Outsourcing has become such a part of American life that everybody gets the joke in the Discover ad that features a frustrated customer calling to complain about a bill from some other company and “Peggy” on the other end of the line is actually a guy with a foreign accent.
As frustrating as it can be to deal with a computer problem with a “Peggy” thousands of miles away, I get mad at politicians who smugly decry outsourcing.
Companies don’t “send jobs abroad” because they are unpatriotic. They do it because the same politicians who are decrying their business practices have created an atmosphere that is hostile to business, adding taxes and hiring mandates that make it increasingly difficult to do business here.

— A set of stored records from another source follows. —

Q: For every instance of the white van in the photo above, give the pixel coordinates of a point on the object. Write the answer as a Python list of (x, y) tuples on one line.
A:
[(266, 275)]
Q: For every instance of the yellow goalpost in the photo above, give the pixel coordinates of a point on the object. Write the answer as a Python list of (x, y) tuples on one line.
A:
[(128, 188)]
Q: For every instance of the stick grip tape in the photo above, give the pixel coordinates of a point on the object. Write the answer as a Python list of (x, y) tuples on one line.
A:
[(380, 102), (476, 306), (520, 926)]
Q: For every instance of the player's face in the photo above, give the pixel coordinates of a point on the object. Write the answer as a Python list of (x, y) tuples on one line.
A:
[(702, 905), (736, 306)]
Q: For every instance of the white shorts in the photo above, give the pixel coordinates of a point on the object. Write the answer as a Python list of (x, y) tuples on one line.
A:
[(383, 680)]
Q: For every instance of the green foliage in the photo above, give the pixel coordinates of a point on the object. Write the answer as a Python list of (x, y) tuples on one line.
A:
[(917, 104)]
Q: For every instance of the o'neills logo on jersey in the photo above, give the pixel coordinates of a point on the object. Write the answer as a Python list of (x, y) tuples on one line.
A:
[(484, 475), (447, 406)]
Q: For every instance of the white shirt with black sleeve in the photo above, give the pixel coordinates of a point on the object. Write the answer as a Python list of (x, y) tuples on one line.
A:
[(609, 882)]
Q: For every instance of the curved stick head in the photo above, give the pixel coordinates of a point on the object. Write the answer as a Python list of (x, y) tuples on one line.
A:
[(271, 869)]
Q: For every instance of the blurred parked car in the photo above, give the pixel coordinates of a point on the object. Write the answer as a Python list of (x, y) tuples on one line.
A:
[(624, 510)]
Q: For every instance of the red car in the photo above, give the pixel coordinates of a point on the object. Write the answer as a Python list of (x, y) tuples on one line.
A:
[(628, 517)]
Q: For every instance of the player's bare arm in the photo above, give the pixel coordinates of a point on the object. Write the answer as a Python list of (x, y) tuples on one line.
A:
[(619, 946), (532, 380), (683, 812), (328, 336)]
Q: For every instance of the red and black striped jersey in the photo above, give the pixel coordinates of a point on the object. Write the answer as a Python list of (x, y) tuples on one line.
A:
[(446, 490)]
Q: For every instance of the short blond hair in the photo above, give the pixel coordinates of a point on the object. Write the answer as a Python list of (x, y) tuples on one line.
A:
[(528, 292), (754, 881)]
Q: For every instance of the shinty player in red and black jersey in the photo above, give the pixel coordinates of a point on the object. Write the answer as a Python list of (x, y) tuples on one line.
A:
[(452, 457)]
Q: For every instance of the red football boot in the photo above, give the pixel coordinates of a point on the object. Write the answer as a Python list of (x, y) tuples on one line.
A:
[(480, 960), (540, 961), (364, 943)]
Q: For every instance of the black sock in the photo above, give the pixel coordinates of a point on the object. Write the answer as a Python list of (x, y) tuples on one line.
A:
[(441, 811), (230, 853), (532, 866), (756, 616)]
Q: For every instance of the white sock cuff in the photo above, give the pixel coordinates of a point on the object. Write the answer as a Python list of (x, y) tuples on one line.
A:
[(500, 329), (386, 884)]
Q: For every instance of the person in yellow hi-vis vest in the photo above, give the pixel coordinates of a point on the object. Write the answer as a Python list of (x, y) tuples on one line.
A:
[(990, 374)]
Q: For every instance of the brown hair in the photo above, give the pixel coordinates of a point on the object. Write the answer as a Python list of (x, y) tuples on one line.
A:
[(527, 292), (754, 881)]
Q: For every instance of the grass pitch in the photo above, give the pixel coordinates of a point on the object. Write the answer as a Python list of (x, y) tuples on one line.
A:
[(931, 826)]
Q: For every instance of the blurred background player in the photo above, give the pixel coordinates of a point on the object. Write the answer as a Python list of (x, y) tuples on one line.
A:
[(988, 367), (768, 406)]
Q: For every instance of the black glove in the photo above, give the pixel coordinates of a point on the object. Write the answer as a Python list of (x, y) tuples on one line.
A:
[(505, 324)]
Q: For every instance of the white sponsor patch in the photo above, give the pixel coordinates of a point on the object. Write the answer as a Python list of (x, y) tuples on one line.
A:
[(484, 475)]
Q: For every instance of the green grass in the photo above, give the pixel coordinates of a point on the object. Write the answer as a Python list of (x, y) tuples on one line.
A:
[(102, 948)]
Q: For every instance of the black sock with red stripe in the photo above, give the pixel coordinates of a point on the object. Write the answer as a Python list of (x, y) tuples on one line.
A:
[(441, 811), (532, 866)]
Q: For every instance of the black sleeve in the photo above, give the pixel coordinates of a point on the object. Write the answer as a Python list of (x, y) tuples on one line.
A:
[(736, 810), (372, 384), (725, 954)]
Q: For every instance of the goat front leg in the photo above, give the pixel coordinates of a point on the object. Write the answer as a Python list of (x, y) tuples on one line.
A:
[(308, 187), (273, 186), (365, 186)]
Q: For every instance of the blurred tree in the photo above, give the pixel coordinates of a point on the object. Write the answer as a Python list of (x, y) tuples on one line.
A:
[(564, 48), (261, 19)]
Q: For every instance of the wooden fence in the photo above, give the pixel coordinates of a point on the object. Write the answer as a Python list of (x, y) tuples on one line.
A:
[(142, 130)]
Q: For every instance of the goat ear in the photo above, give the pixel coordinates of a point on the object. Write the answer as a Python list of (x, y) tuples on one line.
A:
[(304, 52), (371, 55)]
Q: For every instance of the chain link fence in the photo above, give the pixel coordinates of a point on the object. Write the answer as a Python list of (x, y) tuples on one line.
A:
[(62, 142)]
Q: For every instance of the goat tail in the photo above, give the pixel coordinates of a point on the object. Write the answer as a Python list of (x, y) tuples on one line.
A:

Now, however, there’s another reason not to get hot and bothered about outsourcing:
Most people treat outsourcing as a zero-sum game-one foreign worker replaces one American worker. But this is not how the dynamic global economy works. In 2007, Matthew Slaughter, an economist at Dartmouth’s Tuck School of Business, published a comprehensive study of the hiring practices of 2,500 U.S.-based multinational companies.
He found that when U.S. firms hired lower-cost labor at foreign subsidiaries overseas, their parent companies hired even more people in the U.S. to support expanded operations. Between 1991 and 2001, employment at foreign subsidiaries of U.S. multinationals rose by 2.8 million jobs; during that same period, employment at their parent firms in the U.S. rose by 5.5 million jobs. For every job “outsourced” to India and other foreign countries, nearly two new jobs were generated here in the U.S.
Those new U.S. jobs were higher-skilled and better-paying-filled by scientists, engineers, marketing professionals and others hired to meet the new demand created by their foreign subsidiaries. Todd, the American call center manager transferred to India in “Outsourced,” keeps a framed picture of an executive suite back home on his desk-a reminder of the more prestigious job he is working towards. That job is more likely to be created because of the call center in India.
This is from an excellent piece in today’s Wall Street Journal byWilliam Cohen, former U.S. secretary of defense, is CEO of The Cohen Group, a business consulting firm. Next time you hear a politician playing the demagogue on this issue, remind him or her that (a.) politicians should stop trying to run businesses, because, left to their own devices (b.) businesses will find practices that allow them to grow, which is good for folks at home.
Protectionism may save a congressman’s job. But it probably won’t help the rest of us.
This may help explain why the voters are now looking to elect people with some business experience.